Much of what’s there does indeed have an element of flashback, such as pages of 1970s adverts that seem as bizarre now as they were normal then. Or bygone science fiction magazines that foretell a future entertainingly different from what we now know. There’s also much enjoyment to be had from old photos of London, Paris and other cities.
And there’s much history to be learned along the way, too. In some cases, history that throws a stark light on more recent events. For example, there’s a page (if you can call it that – I’ve seen shorter books) on Palestine from 1920 to 1948.
Those were the years of British rule before the Jewish state of Israel was granted its independence. The photos are great. Lots of British Tommies in baggy shorts and pith helmets, Arabs in kaftans and turbans, Jewish volunteers in fezes. But it’s the captions, from the British and American press when the pictures first appeared, that are the real eye-opener.

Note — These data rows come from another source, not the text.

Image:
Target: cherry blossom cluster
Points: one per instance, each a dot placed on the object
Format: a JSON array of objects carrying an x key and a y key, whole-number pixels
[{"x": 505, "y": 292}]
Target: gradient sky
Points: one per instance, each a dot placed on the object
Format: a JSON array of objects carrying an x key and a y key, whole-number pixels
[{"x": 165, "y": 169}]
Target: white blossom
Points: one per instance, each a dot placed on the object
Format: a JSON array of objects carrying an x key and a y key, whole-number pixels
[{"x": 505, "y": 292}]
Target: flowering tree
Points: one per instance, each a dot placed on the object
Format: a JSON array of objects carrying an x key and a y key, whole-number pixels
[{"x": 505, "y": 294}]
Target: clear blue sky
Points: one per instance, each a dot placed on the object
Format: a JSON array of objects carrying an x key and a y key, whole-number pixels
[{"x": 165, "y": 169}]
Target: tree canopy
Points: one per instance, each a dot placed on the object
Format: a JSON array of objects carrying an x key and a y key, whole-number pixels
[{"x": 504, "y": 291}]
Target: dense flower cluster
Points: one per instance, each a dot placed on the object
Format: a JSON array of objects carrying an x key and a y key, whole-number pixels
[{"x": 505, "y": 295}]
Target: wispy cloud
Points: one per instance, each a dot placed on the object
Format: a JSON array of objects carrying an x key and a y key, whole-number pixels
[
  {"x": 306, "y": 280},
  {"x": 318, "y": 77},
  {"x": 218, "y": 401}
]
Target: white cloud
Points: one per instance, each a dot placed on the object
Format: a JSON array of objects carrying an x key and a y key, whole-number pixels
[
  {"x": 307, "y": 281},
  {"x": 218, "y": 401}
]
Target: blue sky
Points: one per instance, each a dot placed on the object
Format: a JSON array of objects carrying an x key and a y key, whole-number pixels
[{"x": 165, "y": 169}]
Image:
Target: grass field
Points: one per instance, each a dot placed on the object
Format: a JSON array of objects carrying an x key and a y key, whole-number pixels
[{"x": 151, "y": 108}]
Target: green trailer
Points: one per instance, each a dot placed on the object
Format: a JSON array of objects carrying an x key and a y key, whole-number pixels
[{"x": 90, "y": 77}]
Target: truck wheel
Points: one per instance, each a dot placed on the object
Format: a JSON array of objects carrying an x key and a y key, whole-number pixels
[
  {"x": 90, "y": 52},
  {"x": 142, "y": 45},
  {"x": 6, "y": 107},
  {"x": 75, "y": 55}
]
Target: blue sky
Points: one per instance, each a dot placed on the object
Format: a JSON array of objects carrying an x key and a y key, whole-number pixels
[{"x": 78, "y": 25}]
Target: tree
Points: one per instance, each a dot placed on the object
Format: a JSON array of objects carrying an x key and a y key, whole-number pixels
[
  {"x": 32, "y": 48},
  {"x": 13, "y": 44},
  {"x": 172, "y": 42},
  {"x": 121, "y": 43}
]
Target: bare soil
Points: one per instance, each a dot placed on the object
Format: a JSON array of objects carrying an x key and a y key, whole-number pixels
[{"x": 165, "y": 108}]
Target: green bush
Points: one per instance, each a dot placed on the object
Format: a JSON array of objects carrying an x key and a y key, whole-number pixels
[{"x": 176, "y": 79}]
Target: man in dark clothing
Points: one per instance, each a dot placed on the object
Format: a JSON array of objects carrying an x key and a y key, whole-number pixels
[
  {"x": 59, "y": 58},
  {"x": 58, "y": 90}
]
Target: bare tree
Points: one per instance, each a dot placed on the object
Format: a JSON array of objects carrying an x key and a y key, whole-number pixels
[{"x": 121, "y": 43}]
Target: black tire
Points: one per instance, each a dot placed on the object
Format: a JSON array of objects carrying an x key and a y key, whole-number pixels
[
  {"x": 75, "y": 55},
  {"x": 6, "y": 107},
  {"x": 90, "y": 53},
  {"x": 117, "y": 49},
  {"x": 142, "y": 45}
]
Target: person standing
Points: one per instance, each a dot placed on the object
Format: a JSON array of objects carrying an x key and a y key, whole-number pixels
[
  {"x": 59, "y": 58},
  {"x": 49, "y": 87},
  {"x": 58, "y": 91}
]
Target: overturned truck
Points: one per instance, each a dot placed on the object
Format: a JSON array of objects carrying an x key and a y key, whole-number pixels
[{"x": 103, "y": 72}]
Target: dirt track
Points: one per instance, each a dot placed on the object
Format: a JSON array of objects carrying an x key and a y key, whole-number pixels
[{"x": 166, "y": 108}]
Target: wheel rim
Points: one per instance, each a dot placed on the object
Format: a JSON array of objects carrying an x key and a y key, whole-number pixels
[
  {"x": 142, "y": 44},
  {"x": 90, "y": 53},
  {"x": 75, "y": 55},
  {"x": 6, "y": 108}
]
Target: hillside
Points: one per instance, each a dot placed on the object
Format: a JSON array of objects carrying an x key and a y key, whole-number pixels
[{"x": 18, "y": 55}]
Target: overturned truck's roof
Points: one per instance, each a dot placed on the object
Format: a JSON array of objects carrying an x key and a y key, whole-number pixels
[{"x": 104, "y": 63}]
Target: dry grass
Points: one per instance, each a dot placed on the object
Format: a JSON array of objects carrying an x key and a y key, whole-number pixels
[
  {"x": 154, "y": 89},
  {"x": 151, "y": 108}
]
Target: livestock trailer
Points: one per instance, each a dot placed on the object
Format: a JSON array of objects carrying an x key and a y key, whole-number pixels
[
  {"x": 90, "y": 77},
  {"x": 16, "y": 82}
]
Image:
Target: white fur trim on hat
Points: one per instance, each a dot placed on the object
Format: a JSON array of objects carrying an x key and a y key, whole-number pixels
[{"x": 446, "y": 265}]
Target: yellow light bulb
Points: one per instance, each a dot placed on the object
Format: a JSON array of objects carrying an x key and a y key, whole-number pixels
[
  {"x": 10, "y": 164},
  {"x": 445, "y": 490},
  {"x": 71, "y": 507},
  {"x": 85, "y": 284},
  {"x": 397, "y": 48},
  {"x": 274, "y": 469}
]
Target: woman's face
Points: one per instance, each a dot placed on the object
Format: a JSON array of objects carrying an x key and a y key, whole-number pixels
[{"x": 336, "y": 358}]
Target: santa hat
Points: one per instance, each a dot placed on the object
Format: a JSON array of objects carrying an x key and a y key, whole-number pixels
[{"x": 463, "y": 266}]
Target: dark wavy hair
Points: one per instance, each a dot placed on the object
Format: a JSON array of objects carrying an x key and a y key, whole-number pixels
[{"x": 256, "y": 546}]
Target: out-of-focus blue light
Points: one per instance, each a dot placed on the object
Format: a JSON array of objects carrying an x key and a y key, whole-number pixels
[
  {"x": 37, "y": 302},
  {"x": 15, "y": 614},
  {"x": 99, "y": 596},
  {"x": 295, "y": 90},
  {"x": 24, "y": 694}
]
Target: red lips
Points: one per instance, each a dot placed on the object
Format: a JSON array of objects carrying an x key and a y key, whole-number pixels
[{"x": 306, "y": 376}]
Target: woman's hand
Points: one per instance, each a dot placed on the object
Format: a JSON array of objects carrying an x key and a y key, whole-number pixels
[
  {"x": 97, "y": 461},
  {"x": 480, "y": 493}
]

One picture shows a shipload of British soldiers disembarking at Haifa during what’s referred to elsewhere as “the Palestine Trouble”. The caption explains: “After months of terrorism, loss of lives in the hundreds and loss of trade in the millions, Britain apparently is determined to halt the terror and is dispatching thousands of additional troops.”
That worked, then. That was in October 1938. British forces heading to the Middle East to “stop terrorism”. Remind you of anything?

What it doesn’t say is that the kiddies are almost certainly refugees from Nazi Germany, probably sent to “the Holy Land” by their parents. And we know what became of them.
Nine years later comes another disembarcation at Haifa. This one is of “young happy Jewish orphans… the majority of whom lost their parents during World War II”. Which seems a rather carefree, offhand way of describing the devastation of what has become known as the Holocaust.
The 500 orphans, it adds, “were interned in Cyprus and brought to Palestine as part of the monthly immigration quota”. Does that ring any bells? Bells with a slightly cracked, uncomfortable sound, perhaps. Immigration quotas; refugees from unimaginable horror interned in camps.
Earlier, from 1935, we had this: “The tired groups on the ship King Carol were homeless Jews barred from entering Palestine by the Quota system restricting immigration. For two months they wandered vainly seeking a country where they would be permitted to land. Finally the Polish government consented to receive them.”
Which, not many years later, would put them in just the worst place they could be in the world.
I could easily fill the paper this column first appeared in with commentary on this one page from history. History that’s shown in black and white, with quaint costumes, and which almost makes you read aloud in a strange, outdated accent you’ve heard only on old newsreels.
It’s another world, another time. But it’s also, in quite a chilling way, a commentary on our own world, our own time. Almost like a premonition.